Maya is the daughter of a couple who was placed by her father under the care of her maternal uncle when her mother died while giving birth to her. When she was only four years old, her father got married again and begot three children, George, Sally and Annie.
When Maya began to live with her father and his new family again at age ten, she had already inherited valuable real properties from the family of her late mother especially from her uncle who named her as his sole heir.

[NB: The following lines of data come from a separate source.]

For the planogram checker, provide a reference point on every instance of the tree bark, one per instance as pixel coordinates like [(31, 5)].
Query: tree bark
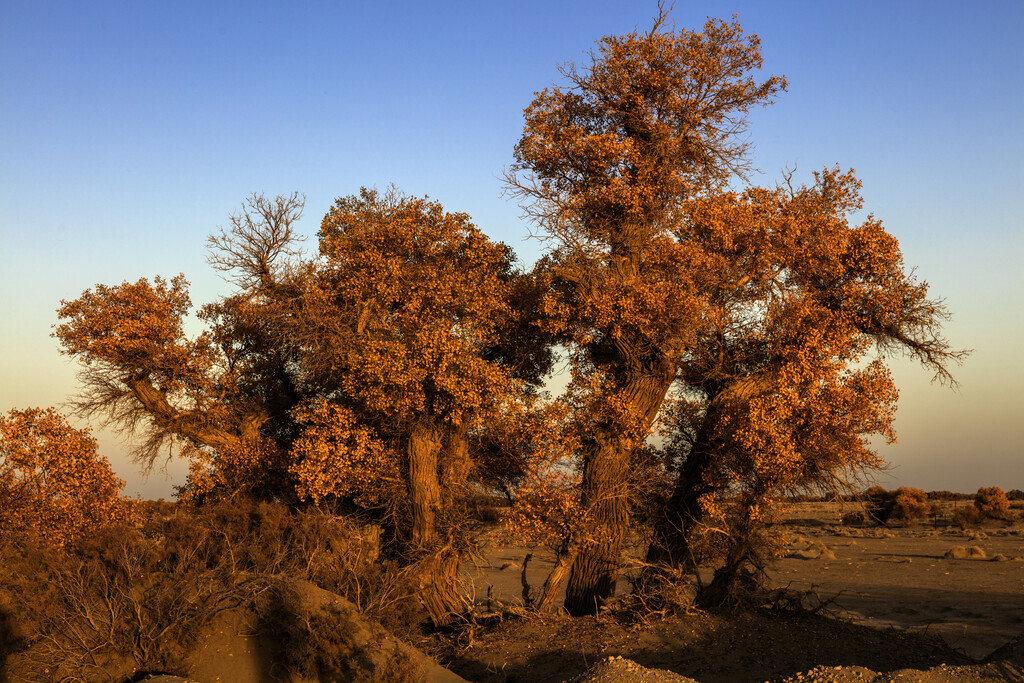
[(604, 492), (424, 489), (683, 512), (563, 564), (439, 586)]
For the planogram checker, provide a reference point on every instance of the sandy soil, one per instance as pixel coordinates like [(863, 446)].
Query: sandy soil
[(921, 610)]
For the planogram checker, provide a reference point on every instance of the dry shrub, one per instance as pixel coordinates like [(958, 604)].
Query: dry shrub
[(904, 504), (964, 517), (910, 504), (962, 552), (52, 478), (328, 643), (125, 600), (116, 603), (854, 518), (991, 502)]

Upon reaching 21 years of age, she was given full control of her properties by her uncle, but her father continued to administer them because Maya did not even finish her elementary schooling and reached only Grade 5 as she was prone to violence.

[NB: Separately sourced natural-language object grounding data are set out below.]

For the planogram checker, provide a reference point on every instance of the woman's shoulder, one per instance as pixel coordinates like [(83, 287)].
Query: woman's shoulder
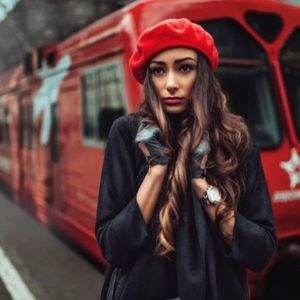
[(127, 124)]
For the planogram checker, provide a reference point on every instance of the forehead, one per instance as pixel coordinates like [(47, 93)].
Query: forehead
[(175, 53)]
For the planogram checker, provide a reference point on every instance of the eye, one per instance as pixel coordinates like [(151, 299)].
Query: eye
[(186, 68), (156, 70)]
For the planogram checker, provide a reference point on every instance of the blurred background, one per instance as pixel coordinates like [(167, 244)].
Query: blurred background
[(64, 80)]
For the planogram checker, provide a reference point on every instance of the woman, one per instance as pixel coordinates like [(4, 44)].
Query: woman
[(183, 205)]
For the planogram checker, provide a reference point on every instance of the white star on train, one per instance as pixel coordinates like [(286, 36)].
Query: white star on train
[(292, 167), (48, 92)]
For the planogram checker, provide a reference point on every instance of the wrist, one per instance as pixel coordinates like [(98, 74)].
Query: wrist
[(158, 170)]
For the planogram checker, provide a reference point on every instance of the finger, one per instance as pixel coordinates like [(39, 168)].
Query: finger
[(144, 149)]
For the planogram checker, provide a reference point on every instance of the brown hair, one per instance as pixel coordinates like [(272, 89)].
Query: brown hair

While Maya’s father was administering her properties, he transferred one of them, with an area of 11 hectares under his name by allegedly purchasing it for an undisclosed amount and then developed it into a subdivision. When Maya was already 36 years old, her father died. So Maya’s half brother and sisters took over. Sally informed her that her 11-hectare property was under litigation and she should sign a Special Power of Attorney (SPA) so that Sally will appear for and in her behalf in court although she was in fact unknowingly authorizing Sally to sell said property. Then George asked Maya to lease her 45-hectare property so that she could buy her a car and provide her a driver.
After learning that her half-siblings had been dissipating her estate, Maya already sought the help of Sarah, her first cousin on her mother’s side. She confided to Sarah that she was made to live in the basement of their home occupying a cramped room lit by a single fluorescent lamp without a proper toilet and was given a daily allowance of P400 only. So Sarah brought her to some doctors for medical examination and she was found to have tuberculosis, rheumatism and diabetes with several complications.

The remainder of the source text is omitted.